Obviously, the students were supporting the VC. It is alleged that they were instigated by the VC. Thus, Professor Zafar Iqbal thinks that it was wrong to punish the students; and that the punishment belonged to the person(s) who instigated them.

Now, Professor Iqbal is a highly respected Bangladeshi intellectual. He is not only a PhD in Physics who teaches computer science and engineering at SUST. He writes prolifically on science, science fiction and societal justice. He is among the exceptional individuals who left his comfortable career in the USA to go back and serve his motherland, Bangladesh. He is a strong advocate of trying the war-criminals of 1971, when the eastern wing of Pakistan became Bangladesh. He represents the best of the citizens of Bangladesh.

Yet, isn't Professor Iqbal grossly wrong here?
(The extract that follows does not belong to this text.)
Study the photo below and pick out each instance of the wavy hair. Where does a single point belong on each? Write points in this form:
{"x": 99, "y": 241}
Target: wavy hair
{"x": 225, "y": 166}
Is this kind of thoughts likely to bring up generations of people who would run an honorable nation? Let us look at the specifics of what Professor Iqbal talked about.

"What do they understand at this tender age?" Really, Professor Iqbal! Those students are more than 18 years of age. They are eligible to vote. They are fully capable of giving birth to children. If we do not expect them to take the responsibility of their actions now, when do you really think they will become responsible citizens?

"Punishment should be given to those who have sent these boys." Sure, but not by excusing those boys.

What Professor Iqbal expressed actually characterizes a serious ailment of Bangladesh.

Two mobs of students fight on the university campus causing serious injuries and even death; and the blames go to the two political parties they belong to. The leaders of BCL and its parent organization, Awami League, even talk about BCL being infiltrated by the Islamic Chhatra Shibir cadres. Blames go from party to party; the individual criminals remain mostly unpunished, as they are not really responsible for their actions! Expulsion from the party is the worst that they get; there is hardly any criminal prosecution or real punishment.

During political agitations called hartals (blockades), ordinary citizens are killed and horribly burned. Who gets the blame? The leaders of the party that called for the hartal, and they are jailed and prosecuted. The field criminals that actually committed the crimes remain untraced, as they are not responsible for their crimes; people who sent them are – to paraphrase Professor Iqbal!

Have you ever heard of the members of the mob that murdered a criminal getting prosecuted in Bangladesh? That would be too much to ask, right? When good people suffer so much from human rights deficiencies, who needs human rights for criminals, right? Mob murdering of a known criminal is by no means a criminal act; right?

And, of course, we have the war-crime trials. A handful of 'criminals who sent them' are being punished for a symbolic cleansing of the nation's psyche. The nation hardly committed any effort in identifying tens of thousands of the field criminals who actually committed the crimes. The nation has absolved them of the responsibility of their crimes, as 'they understood only what they were taught' – to save the integrity of the Muslim holy land (Pakistan) by any means.

No wonder, too many people in Bangladesh, and in the subcontinent in general, die at 50, 60, 70, etc. years of age without ever getting mentally adult (mature)! No wonder that part of the world is so corrupt and backward with so much of misery for innocent humanity!

There is no doubt that the wealthy and powerful criminals who hire and instigate otherwise lesser criminals to do their dirty work need to be caught and punished. However, if the system does not hold accountable the ones that actually committed the crime, how would crime be deterred there? How would the sense of right and wrong take root in the system? Doesn't Bangladesh need intellectuals of Professor Zafor Iqbal's stature to demand accountability, as opposed to providing excuses, for crimes?